Oneira, l’Ère des Souverains, tome 2. Retour de rêve au royaume des Cauchemars

Couverture Oneira 2

Plongée en Dark Fantasy

Cab et Federica Di Meo ont posé dans le premier tome des bases solides à leur univers. Les influences politiques, les luttes contre les Cauchemars, la formation de Vénus (la fille d’Arachne), ils ont multiplié les lignes narratives pour obtenir un riche univers de Fantasy dans lequel le lecteur évolue. La plongée dans leur univers est d’une richesse exceptionnelle. Les personnages se croisent, échangent, rivalisent dans un monde en lutte contre l’occulte où magie et cauchemars s’affrontent. Tout est parfaitement maîtrisée et la lecture est fluide, au point de s’étonner de la fin rapide du tome ! (C’est plutôt bon signe.)

L'ère des Souverains le Conseil

Cependant, ce tome 2, comme c’est souvent le cas, est un peu moins spectaculaire que le premier. Il s’agit ici de suivre chaque fil tissé par l’auteur, sans oublier d’y rattacher quelques nouveautés, sans tomber dans l’ennui. Aucun souci à se faire à ce sujet : Cab est un conteur-né. Le tome se lit avec aisance. Il alterne scènes de lutte grandiose et passages plus calmes. La rivalité politique entre la Royauté et la Salice (le conseil des Magiciens) est toujours bien présent et sous-tend l’intrigue sans y être développé davantage (il faut en garder pour la suite).

Oneira - Il en manque un bout, là...

Comme dans une luxueuse série de Fantasy, Cab prend le temps de passer de la lutte des Épeires à la salle du conseil.

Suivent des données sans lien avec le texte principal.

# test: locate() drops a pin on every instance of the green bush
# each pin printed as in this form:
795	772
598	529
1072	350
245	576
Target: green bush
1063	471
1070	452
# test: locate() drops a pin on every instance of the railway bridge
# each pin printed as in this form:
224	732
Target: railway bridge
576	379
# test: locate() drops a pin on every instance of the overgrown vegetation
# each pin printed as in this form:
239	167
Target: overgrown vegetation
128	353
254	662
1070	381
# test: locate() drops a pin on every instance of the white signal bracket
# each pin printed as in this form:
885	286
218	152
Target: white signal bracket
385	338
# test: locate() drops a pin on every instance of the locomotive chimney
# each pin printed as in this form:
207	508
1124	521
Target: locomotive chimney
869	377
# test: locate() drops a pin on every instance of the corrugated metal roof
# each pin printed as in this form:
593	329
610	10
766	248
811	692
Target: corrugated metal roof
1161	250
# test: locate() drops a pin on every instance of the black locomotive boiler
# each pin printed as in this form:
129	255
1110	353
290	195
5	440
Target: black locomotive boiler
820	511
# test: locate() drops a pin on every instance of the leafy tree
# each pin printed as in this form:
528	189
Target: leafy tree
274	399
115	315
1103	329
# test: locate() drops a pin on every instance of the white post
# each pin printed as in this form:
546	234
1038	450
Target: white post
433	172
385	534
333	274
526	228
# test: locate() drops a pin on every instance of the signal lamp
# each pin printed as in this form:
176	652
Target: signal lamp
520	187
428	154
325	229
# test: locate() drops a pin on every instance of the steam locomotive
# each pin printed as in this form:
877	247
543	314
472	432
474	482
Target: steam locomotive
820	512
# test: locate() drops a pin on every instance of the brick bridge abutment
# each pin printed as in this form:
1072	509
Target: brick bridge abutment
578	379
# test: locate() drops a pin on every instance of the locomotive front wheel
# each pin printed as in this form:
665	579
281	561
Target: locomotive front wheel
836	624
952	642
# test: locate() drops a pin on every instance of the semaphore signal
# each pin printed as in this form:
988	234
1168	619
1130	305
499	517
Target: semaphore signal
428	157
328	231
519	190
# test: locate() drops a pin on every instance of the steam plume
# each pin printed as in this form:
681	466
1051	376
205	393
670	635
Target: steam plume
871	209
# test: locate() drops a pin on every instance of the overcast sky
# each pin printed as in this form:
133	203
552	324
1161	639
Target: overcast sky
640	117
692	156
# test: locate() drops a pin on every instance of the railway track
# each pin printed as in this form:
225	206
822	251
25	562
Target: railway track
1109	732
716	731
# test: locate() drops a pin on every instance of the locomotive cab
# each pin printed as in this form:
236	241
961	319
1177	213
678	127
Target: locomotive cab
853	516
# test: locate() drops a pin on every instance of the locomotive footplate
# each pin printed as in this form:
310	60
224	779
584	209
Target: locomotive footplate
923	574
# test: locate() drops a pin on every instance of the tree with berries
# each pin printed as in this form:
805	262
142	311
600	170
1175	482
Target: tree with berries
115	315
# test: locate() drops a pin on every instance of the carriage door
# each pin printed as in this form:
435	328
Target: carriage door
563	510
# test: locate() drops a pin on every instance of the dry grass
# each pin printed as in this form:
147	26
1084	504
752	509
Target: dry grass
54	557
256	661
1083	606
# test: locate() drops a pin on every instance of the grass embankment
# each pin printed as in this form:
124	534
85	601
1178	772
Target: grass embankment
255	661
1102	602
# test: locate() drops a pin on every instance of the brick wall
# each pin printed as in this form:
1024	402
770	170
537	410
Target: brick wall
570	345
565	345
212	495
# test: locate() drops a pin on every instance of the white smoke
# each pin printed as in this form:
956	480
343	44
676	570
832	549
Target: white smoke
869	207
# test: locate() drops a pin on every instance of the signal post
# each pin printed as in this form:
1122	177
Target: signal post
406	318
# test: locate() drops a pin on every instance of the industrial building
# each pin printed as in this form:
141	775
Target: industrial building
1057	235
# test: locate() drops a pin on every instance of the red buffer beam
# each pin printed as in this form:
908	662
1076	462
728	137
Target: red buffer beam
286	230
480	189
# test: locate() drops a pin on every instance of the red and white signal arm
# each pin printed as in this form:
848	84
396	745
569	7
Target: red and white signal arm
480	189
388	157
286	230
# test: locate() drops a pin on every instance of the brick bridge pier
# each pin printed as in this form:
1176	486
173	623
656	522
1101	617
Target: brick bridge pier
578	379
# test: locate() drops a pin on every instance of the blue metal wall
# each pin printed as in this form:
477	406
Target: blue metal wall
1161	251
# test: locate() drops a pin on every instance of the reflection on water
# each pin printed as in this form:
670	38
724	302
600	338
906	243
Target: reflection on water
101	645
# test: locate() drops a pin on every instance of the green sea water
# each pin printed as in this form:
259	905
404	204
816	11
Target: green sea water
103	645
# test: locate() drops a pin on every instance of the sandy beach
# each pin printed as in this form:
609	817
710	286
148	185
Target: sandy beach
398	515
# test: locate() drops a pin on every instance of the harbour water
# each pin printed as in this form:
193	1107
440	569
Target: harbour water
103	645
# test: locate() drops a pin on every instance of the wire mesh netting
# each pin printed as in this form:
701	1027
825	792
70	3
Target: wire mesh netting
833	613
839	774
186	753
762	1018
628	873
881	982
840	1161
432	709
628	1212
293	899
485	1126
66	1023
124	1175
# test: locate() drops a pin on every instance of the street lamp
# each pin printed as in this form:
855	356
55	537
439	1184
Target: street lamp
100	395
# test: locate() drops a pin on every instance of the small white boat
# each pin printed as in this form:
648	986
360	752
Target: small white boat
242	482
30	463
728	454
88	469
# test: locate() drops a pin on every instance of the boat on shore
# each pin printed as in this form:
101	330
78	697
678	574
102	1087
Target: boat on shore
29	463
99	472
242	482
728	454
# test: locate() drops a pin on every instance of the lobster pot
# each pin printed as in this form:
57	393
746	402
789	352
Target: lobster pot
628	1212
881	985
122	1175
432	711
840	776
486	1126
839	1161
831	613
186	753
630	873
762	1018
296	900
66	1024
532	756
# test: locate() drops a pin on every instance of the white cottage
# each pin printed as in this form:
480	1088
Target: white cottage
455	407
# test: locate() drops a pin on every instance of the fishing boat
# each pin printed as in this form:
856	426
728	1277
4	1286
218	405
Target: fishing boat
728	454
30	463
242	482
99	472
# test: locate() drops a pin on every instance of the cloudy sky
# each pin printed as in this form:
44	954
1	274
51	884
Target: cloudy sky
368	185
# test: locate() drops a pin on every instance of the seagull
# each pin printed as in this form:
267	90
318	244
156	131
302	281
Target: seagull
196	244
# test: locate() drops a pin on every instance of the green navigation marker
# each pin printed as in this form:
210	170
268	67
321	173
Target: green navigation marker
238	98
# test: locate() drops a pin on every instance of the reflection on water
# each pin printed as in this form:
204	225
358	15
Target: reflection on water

Il nous balade d’un combat à une confrontation à une scène de taverne, d’une région à l’autre. Il nous offre même un moment de répit avec une merveilleuse scène de câlins collectifs entre Arachne, Vénus et Bastione, qui, dans la pléthore de personnages, restent les protagonistes principaux et ceux dont on guette les apparitions.

Free hugs !!

Puissance graphique

Federica Di Meo magnifie l’histoire de son trait puissant et précis. Les personnages sont superbement caractérisés. Scènes intimes et scènes de monstre, elle excelle dans tous les domaines.

Sa mise en scène est magistrale, tant dans les scènes intimes que dans les scènes de combat où elle n’hésite pas à aller jusqu’au gore pour servir son propos. Son dessin est excellent, bourré de détails et d’une justesse méticuleuse.

L'entraînement de Vénus

Mention spéciale pour l’entraînement de Vénus. On assiste à une situation classique (la petite jeune qui s’y croit va subir son premier entraînement). Tout aussi classique, elle s’en sort très bien et impressionne ses aînés (le syndrome de D’artagnan). Et pourtant, la scène prend une ampleur insoupçonnée et nous fait entrevoir la puissance du personnage et de ses pouvoirs, qui nous promet des futurs combats homériques !

Attendu avec impatience

Cette semaine verra la fin de votre attente pour découvrir cet excellent opus de la meilleure œuvre actuelle du genre.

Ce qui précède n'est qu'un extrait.